7 FEBRUARY 2004, Page 27

Why Andrew - Neil would make a

better editor than chief executive

STEPHEN GLOVER

Afew weeks ago BBC television news announced that the Barclay brothers were the new owners of the Daily Telegraph. It has since become plain that they may not be. They hope to acquire Conrad Black's 30 per cent stake in Hollinger International (owner of the Telegraph newspapers, the Chicago Sun-Times. the Jerusalem Post and this magazine) which carries 73 per cent of the voting rights. Hollinger International is applying to one court in Delaware to block this sale. Lord Black has asked another in Ontario to approve it. No party to this dreadfully tangled affair feels comfortable without issuing several writs.

On behalf of Hollinger International, Lazard bank has just issued an investment memorandum inviting bids for the Telegraph Group. Although it is by no means clear that Hollinger International is in any position to dispose of any titles, several suitors, from the Daily Mail to various investment trusts, are preparing bids. Perhaps one of them will be successful. The more likely outcome, however, is that the Barclay brothers will make an offer for the remaining 70 per cent of the shares in Hollinger International. Twenty dollars a share has been mentioned as a figure which might secure the deal. They would then sell on the Chicago Sun-Times, the Jerusalem Post and various odds and sods, and retain the Telegraph newspapers and The Spectator,

So it does not seem premature to ask what kind of proprietors the Barclays might turn out to be. In particular, one wonders whom they would put in charge of their new empire. Might they keep on the present directors? Possibly in one or two cases, but they are bound to want to bring in their own chief executive, who will in turn expect to have his own team, Who might this be? Step forward Andrew Neil, former editor of the Sunday Times, and the Barclay brothers' senior newspaper executive in this country, responsible for running their small stable of titles, which include the Scotsman and the Business.

Just as what used to be called Fleet Street is divided as to whether Mr Neil is a Good Thing or a Bad Thing, so there are two schools of thought about the likelihood of the crown passing to him. One lot of people points out that Mr Neil was excluded from the Barclays' recent negotiations with Lord Black. They also ask how the brothers could possibly appoint a man whose career as a chief executive has been somewhat chequered. Under Mr Neil's watch, millions were lavished on the European before it closed; smaller, though not insignificant, sums have been spent to no obviously beneficial effect on the Scotsman; and the Business, after a promising start, has never taken off.
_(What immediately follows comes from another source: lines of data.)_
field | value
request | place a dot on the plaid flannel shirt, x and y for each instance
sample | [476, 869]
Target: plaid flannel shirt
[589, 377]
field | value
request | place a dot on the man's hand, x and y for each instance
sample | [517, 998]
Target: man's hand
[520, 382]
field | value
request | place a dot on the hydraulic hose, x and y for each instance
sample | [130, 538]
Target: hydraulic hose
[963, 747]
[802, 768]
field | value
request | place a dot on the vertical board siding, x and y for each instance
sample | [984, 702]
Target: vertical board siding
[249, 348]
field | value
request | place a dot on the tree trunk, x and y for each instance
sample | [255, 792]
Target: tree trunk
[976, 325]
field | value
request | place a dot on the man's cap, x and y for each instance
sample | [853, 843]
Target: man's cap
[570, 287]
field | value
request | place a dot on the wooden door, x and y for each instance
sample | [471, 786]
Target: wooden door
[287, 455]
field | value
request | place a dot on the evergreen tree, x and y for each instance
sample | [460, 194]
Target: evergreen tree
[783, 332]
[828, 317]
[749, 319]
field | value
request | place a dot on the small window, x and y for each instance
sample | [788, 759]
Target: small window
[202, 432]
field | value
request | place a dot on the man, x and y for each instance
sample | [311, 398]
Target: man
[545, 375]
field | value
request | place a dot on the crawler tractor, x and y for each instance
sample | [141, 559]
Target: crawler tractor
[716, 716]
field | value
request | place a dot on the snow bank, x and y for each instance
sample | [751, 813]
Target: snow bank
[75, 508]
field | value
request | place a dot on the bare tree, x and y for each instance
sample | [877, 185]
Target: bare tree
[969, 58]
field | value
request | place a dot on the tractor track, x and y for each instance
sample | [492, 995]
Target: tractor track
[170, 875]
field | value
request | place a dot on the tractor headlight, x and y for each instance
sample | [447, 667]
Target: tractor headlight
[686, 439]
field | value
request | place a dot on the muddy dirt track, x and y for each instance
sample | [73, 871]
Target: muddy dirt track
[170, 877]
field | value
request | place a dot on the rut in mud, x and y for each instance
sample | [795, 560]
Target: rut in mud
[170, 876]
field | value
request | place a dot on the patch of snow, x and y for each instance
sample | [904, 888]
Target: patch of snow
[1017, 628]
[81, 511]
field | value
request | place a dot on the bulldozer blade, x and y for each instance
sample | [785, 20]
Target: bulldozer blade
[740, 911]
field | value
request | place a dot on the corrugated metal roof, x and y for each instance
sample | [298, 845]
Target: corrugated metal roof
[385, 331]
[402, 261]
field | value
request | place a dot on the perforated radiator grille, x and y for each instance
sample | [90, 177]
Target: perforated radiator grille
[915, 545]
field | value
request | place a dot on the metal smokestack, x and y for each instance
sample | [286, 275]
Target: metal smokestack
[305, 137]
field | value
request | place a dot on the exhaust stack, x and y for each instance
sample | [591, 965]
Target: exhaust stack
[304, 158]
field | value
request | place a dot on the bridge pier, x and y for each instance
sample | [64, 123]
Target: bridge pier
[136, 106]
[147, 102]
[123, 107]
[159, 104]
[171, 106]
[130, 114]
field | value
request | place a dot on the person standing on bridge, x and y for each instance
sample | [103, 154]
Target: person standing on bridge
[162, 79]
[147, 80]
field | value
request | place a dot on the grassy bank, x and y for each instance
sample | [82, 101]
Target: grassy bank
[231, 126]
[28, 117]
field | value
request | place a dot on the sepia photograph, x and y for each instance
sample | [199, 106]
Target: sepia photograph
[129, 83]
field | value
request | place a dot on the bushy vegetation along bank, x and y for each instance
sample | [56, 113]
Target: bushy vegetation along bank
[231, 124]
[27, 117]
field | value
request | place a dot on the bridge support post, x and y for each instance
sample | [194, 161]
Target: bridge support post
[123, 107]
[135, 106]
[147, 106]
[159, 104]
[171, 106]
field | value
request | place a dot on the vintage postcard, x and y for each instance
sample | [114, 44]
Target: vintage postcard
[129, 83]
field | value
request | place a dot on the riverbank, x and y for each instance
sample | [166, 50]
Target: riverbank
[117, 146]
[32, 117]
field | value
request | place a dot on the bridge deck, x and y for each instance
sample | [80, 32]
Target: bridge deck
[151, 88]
But a second school of thought says that Mr Neil has not done such a bad job if you consider that he combines his employment with the Barclays with writing a media column for the London Evening Standard and introducing (very well, I would say) regular current affairs programmes on the BBC.

Mr Neil has been coy about whether he thinks he will be chosen by his employers for the job of running the Telegraph Group, saying only that he has risen too far in the firmament to be considered for the role of merely editing the Daily Telegraph. My feeling is that, whatever reservations the Barclays may have about him, they are unlikely to turn to anyone else. In the first place they know him and trust him. In the second place they do not know and trust anyone else who could do the job. Their long periods of absence from these shores, as well as their relative inexperience as newspapermen, constitute something of a handicap. They could take a chance, and recruit someone whom they have heard spoken highly of. But it would be a risk, and probably a greater one, at any rate in their minds, than that of sticking with Andrew Neil.

However, if the Barclays do acquire the Telegraph Group, Mr Neil's talents may be of greater use to them as editor of the Daily Telegraph than as chief executive. (Interestingly, he was considered for the job in 1995 after Max Hastings threw in the towel.) It is a pity that he appears to believe that being an editor is a step down from the eminence he presently enjoys. No one could deny that he was an effective editor of the Sunday Times. I do have some reservations: Mr Neil is right-wing, the Daily Telegraph is part Tory, part 'small c' conservative. More specifically, he is a social liberal whereas the Telegraph is socially conservative. He is also a distinctly metropolitan figure who may have a rather vague idea as to what happens between Watford and the Scottish border. Nonetheless, he would bring a great deal of energy and knowledge to the job. By contrast, I do not think he is cut out for the role of chief executive, which involves many detailed and sometimes rather tedious activities for which Mr Neil is not suited either by background or temperament. Even more important, perhaps, he would probably 'second guess' any editor, as he has done on the Barclays' existing titles. No self-respecting person would put up with that — certainly not Dominic Lawson, the editor of the Sunday Telegraph, who for some reason has been singled out by Sir David Barclay.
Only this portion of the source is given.